Das coisas tomadas por Deus na mão grande
- Você me disse (quando tudo parecia não ter mais sentido nem graça) pra eu tentar, e se não desse pra tentar uma vez mais, e se ainda assim não desse, eu poderia voltar pra casa feliz. Por ter tentado e por ainda estar vivo.
- Fui eu quem te disse isso, assim bonito desse jeito? Nem lembrava...
- Foi. Daí segui esse seu conselho. Fui lá e tentei um dia, dois, minha cabeça doía, tinha vontade de chorar, mas continuei e quando -- muito por insistência -- percebi que ia conseguir, vi que era bem simples, do jeito que você tinha dito.
- É que era preciso continuar vivendo apesar daquela coisa toda. A gente não tinha outra opção.

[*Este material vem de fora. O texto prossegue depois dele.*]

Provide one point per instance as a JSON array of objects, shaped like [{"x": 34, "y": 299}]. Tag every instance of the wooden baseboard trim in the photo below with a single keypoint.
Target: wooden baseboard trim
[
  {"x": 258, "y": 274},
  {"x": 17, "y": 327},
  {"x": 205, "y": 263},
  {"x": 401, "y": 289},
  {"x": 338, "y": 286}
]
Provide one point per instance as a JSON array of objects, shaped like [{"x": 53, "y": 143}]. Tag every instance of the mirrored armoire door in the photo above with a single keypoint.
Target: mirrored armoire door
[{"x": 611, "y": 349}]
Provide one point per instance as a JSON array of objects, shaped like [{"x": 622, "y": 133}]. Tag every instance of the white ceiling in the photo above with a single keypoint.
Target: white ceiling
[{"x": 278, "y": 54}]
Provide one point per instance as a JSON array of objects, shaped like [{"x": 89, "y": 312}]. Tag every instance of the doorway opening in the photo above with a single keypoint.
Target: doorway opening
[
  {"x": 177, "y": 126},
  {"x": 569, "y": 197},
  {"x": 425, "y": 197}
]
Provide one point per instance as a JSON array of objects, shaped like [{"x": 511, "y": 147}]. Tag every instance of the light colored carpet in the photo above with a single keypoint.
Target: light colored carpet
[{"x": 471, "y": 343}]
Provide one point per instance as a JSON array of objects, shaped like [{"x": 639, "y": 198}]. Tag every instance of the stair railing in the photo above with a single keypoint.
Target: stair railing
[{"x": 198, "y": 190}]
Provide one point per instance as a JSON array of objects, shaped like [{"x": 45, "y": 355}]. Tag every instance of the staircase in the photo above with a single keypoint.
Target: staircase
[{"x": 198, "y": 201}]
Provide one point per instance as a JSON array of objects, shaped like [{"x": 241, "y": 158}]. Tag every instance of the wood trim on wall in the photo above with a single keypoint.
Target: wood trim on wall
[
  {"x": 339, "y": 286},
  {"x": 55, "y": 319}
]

- Eu penso que nem existiu isso, na verdade não existiu para mim. De manhã eu estava jogando vídeo game, flash!, depois a gente almoçou, flash!, escuro, flash!, hospital, flash!, daí eu renasci, flash!, reaprendi a falar, flash! e todo mundo chorava quando me via. Não existiu.
- Já eu fiquei pensando em como isso tudo carecia de realidade. Nem parecia um fato. Era um tumulto grande e em seguida o cotidiano capenga, mas eu pensava “isso logo passa e tudo vai voltar a ser como era”. Não voltou até hoje.
- Você ainda espera?
- Racionalmente eu digo “não”, mas é mentira. Foi a maneira que encontrei para dissimular, segurar essa onda que queria me afogar. Daí eu prometo que não vou chorar para não ser egoísta, mas nem sempre consigo.
- Comigo é igual.
- O quê é que fica quando se vai embora, heim? O nome, uma imagem que vai se dissipando ano a ano ou só uns poucos objetos pessoais deixados?
- A idéia do que se era, talvez.
- Eu às vezes penso que Deus foi muito filho da puta com você, com ela e com a gente. Deve ser por isso que eu desisti de saber se ele existe ou não. Se ele me culpa pelo pecado original eu não o perdôo pela punhalada.
- Mas e se Deus resolver se vingar?
- Não vai valer a pena, ele não vai ter muito mais o que tomar.